CommonSense Lean is no stranger to work in unfamiliar territory.

The company has worked hard to bring its implementation-focused consulting to industries that are not generally associated with lean, such as chemical manufacturing, financial planning, and health care in its implementation for BorgessHospital

"These concepts are really universal and generic," Richards said.

"Everything has a process," he said. "And usually if things don't run very well, or if the processes are broken, it's because there are either too many steps in the process or other misguided things have crept into the process."

Richards said every organizational culture seems to have a unique situation whether "in West Michigan or the eastern part of the state or Sioux City, Iowa — whether union shops, nonunion or privately held companies."

"Each seemed to have its own personality," Kuhn added.

The duo is well equipped to investigate the problems facing the Chinese manufacturers.

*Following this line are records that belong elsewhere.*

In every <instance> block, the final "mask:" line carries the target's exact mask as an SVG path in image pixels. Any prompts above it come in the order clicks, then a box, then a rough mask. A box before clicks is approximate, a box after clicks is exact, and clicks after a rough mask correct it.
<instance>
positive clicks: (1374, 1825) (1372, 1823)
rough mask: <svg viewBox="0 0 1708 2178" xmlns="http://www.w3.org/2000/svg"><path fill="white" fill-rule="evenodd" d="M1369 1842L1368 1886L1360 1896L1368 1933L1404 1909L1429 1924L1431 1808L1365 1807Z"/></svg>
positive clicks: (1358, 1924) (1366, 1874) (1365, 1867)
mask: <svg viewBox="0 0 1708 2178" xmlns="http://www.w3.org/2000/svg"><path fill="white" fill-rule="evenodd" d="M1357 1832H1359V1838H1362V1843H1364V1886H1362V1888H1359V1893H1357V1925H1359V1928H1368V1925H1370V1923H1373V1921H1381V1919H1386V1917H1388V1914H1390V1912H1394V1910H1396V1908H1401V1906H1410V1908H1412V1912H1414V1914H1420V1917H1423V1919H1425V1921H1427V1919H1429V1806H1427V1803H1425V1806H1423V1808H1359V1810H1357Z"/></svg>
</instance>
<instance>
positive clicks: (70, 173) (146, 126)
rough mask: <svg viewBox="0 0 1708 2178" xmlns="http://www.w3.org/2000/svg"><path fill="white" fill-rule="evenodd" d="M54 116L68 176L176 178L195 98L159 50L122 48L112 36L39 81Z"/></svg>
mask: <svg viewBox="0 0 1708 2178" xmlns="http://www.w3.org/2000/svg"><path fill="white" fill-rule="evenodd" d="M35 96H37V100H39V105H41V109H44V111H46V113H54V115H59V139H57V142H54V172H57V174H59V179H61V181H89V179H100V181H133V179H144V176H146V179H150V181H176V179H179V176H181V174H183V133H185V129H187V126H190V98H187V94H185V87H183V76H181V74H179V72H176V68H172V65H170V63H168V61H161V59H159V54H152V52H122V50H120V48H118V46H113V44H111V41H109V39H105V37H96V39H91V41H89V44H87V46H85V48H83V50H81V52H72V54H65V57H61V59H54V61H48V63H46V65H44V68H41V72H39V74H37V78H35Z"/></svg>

Richards was previously responsible for Herman Miller's $250 million build-to-order, short lead-time, SQA office furniture operation.

Kuhn was a program manager for Herman Miller's lean manufacturing/engineering departments.

At Herman Miller, the two helped implement lean concepts that resulted in increased production capacity of up to 292 percent. That was accomplished despite cultural and language barriers of a diverse work force.

"We had a trilingual work force at Herman Miller spread over three shifts," Richards said.

"English was primarily the language of the first shift. Second shift was Hispanic and third shift was a mixture of Asian and Hispanic. But we had processes in the plant that had to be done consistently across all the shifts."

He said they replaced operator manuals with digital pictures and attempted to reduce the words involved in standardized work as much as possible. He said CommonSense will likely use similar practices in any Chinese implementation.

CommonSense believes that its insistence to walk the client through implementation rather than just making recommendations differentiates the company from its competition.

On top of that, while many consultants have learned about lean through academic work, Richards and Kuhn have real-world experience implementing those concepts.

The new experience likely to be gained from the work overseas will likely provide another distinguishing competency.

"This will give us a unique perspective," Kuhn said.

"You hear of companies shutting down shop and moving to China. Most of those are purely for labor. Cheap labor is one thing, but the transportation and inventory side of it can add up to a whole lot more money.

"We're going to have that perspective where if companies are looking at (outsourcing overseas), we'll be able to help them decide if it might be better to stay put, or if it'll be a good deal."

CommonSense hopes to foster an ongoing relationship with Johnson Electric, possibly implementing lean concepts in many of its other overseas facilities, as well.